First Minister Nicola Sturgeon was praised for setting out measures including £15 million for an extra 1,500 electric charging points for vehicles.
But environmental organisations said the plans did not go far enough to drive transformational change towards low-carbon transport.
Transform Scotland director Colin Howden said: “The announcement of 1,500 new electric vehicle charge points, ‘Switched on Taxis’, and investment in Mobility as a Service will help to varying degrees in decarbonising transport.
“But the intended level of investment here is pitifully small compared to that being spent on the multi-billion road-building programme.
“The announcement sees no additional investment in walking and cycling, the most healthy and sustainable modes of transport.
“There is also no new investment for bus services beyond the £1.7m for the previously-announced Scottish Green Bus Fund.”
Friends of the Earth Scotland director Dr Richard Dixon said: “Investment in electric vehicles and active travel is encouraging, but this was a missed opportunity to enable local authorities to run their own bus services in the interests of local people.
“Councils should also be given powers to implement Workplace Parking Levies to help cut the the toxic air pollution and congestion in our cities.”
Alister Hamilton, Electric Vehicle Association (EVA) Scotland director, welcomed the measures.
“We are delighted with the Scottish Government’s commitment to support widespread adoption of electric travel north of the border,” he said.
“Targets to phase out the production of new petrol and diesel cars and vans by 2032 can only be achieved with the correct infrastructure in place.”
Claire Mack, chief executive of Scottish Renewables, said: “Expansion of Scotland’s electric vehicle infrastructure will make it easier for drivers to cut carbon and take advantage of the renewable power produced here in Scotland while embracing the shift to a smarter, more modern energy system.”
Elsewhere there was praise for a biodiversity challenge fund to support habitat creation projects and encourage increased access to nature.
Anne McCall, director of RSPB Scotland, said: “We are delighted that the Government has announced a Biodiversity Challenge Fund of up to £2 million.

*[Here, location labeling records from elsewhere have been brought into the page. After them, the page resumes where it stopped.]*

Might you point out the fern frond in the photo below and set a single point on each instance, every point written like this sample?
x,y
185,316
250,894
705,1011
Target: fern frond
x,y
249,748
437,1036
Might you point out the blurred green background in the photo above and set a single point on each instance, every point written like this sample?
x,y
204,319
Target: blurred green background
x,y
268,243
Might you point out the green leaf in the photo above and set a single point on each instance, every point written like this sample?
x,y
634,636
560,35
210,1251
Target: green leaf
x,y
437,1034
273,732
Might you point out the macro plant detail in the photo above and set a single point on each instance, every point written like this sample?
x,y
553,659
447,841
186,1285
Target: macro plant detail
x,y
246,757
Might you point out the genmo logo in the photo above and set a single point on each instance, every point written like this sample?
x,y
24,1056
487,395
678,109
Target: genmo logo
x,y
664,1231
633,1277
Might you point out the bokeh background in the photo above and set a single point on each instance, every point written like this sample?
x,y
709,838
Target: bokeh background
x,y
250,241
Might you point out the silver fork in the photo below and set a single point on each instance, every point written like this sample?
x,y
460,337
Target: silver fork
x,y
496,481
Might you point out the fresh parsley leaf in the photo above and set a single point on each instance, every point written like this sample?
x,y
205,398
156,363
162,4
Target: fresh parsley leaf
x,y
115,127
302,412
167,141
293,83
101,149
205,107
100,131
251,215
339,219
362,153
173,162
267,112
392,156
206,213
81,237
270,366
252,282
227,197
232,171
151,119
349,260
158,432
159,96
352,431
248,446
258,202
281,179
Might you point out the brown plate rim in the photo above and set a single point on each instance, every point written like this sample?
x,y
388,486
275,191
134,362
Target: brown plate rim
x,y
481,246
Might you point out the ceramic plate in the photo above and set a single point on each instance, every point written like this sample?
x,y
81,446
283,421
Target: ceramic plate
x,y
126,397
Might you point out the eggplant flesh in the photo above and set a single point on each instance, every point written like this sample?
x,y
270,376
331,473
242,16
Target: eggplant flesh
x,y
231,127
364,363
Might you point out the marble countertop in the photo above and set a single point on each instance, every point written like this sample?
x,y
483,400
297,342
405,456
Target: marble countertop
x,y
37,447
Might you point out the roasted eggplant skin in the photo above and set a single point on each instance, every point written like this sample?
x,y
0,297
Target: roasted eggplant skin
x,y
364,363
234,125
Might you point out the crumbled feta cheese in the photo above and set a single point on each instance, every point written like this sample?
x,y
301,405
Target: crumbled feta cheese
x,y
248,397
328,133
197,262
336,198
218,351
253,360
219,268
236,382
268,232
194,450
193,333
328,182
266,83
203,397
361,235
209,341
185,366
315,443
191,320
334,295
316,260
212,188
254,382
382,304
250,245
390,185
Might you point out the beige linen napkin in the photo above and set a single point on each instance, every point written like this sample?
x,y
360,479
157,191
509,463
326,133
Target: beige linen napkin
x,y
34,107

“This will support the delivery of key projects that will allow Scotland to move closer to making good on its 2020 commitments under the UN Convention on the Conservation of Biological Diversity.
“However, the funding for this needs to be sufficient and ongoing to guarantee achievements that we can be proud of in Beijing, where the 2020 conference for this critical international treaty will take place.”
Scottish Natural Heritage chair Mike Cantlay said: “As the First Minister has clearly stated, ‘Scotland is a beautiful country and we are blessed with abundant natural resources to rival the best in the world.
“We recognise that it is our duty to protect and enhance these assets as essential to our economy, culture, way of life and the wellbeing of future generations.
“The announcement of a new Biodiversity Challenge Fund of up to £2m to aid and improve habitats for our key species and encourage, where appropriate, greater access to Scotland’s fabulous nature is a really strong signal and direction of that focus, a focus we all need to place on protecting and enhancing our great outdoors.”